I have been working to get my vintage afx chassis up and running. Now I am working on cleaning the bodies. In particular I have several porsche and ferrari bodies that are mainly white with different colored striping and painted on numbers.

It would be great to polish them up, but, do not want to make the paint run or come off. My first thought was windex. Anyone out there have a great product they have used? I would assume on the underside of the body you could use whatever you wanted to clean it.


----------



## alpink (Aug 22, 2010)

furniture cleaner. not furniture wax. cleaner.


----------



## wheelszk (Jul 8, 2006)

Sent a PM


----------



## gobucks1a (Mar 5, 2011)

wheelszk I did not get your pm. alpink, any brand you would recommend? I tried dish soap on a red ferrari and it started to take off the white strips it has on it


----------



## alpink (Aug 22, 2010)

endust


----------



## gobucks1a (Mar 5, 2011)

alpink, wow, would have never have guessed that.
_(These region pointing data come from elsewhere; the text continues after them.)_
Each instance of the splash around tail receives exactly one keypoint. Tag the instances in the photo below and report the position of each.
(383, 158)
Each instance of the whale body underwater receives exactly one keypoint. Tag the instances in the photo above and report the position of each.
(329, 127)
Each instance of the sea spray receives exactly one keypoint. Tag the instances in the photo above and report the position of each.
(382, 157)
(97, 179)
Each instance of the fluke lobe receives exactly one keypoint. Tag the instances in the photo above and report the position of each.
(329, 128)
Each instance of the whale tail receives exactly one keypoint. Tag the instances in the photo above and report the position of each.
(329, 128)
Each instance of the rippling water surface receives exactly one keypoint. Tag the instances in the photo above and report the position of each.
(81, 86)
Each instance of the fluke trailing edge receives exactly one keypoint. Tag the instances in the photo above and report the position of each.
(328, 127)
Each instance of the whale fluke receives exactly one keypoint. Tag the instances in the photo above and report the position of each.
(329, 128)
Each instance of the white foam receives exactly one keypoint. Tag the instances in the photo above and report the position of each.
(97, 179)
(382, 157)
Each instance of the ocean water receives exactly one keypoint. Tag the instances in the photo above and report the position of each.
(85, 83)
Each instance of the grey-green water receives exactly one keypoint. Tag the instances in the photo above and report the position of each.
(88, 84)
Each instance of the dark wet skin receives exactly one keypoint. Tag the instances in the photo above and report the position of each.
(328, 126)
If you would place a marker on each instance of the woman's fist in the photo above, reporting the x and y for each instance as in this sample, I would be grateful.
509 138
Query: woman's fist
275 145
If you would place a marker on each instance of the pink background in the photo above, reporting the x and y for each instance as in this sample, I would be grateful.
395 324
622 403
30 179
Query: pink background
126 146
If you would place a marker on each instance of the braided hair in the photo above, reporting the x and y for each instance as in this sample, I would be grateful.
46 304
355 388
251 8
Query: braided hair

I believe it is the red endust can. so you just spray on the body and wipe? no worries for the paint? what a beautiful thing


----------



## brownie374 (Nov 21, 2007)

plexus plastic polish,you can buy it at motorcycle shops


----------



## gobucks1a (Mar 5, 2011)

thanks again for your tips. in regards to endust and plexus, i would assume that is the last step. or will those products remove the dirt as well as polish? my vintage bodies are not that bad just need a little spring cleaning


----------



## alpink (Aug 22, 2010)

Endust without wax is a cleaner.


----------



## gobucks1a (Mar 5, 2011)

alpink, man i feel stupid. I am having troubles finding the endust cleaner not polish. went to kmart, sears and target. where did you get yours.


----------



## beast1624 (Mar 28, 2009)

Novus #1 and PlexiClean work great on sectional track and bodies. Novus #2 is great for taking out the yellowing but may remove logos and stripes so be careful (it also words darn good for lapping gears on pancake motors).


----------



## gobucks1a (Mar 5, 2011)

beast1624, thanks for the tips. I have a few yellowed vintage afx cameros and vette. love to try novus 2 but worried it will take off the stripes. novus 1 is ok to use on vintage cars and will not hurt the paint..right?


----------



## beast1624 (Mar 28, 2009)

I used the #1 on an old t-jet body (for fray racing) that a freind gave me and it did not take any of the factory stripes off but took a little of the paint that had been added later and the majic marker but that was using a Dremel felt buffer. If you try it test it on a 'junker' body to see what it does and try using it by hand with a clean cloth. Be careful with both. This stuff is designed to polish boats and motorcycles (fiberglass and lexan/plexi) and remove scratches. I did the 32 year old clear windshield on my Vetter fairing on my motorcycle and it is clear as glass now (using #2). The PlexiClean should be ok as it is a cleaner (amonia free)... a windex replacement for use on flat screen TVs, LCD computer screens and clear plexi and lexan. Not sure if it would take yellowing off.


----------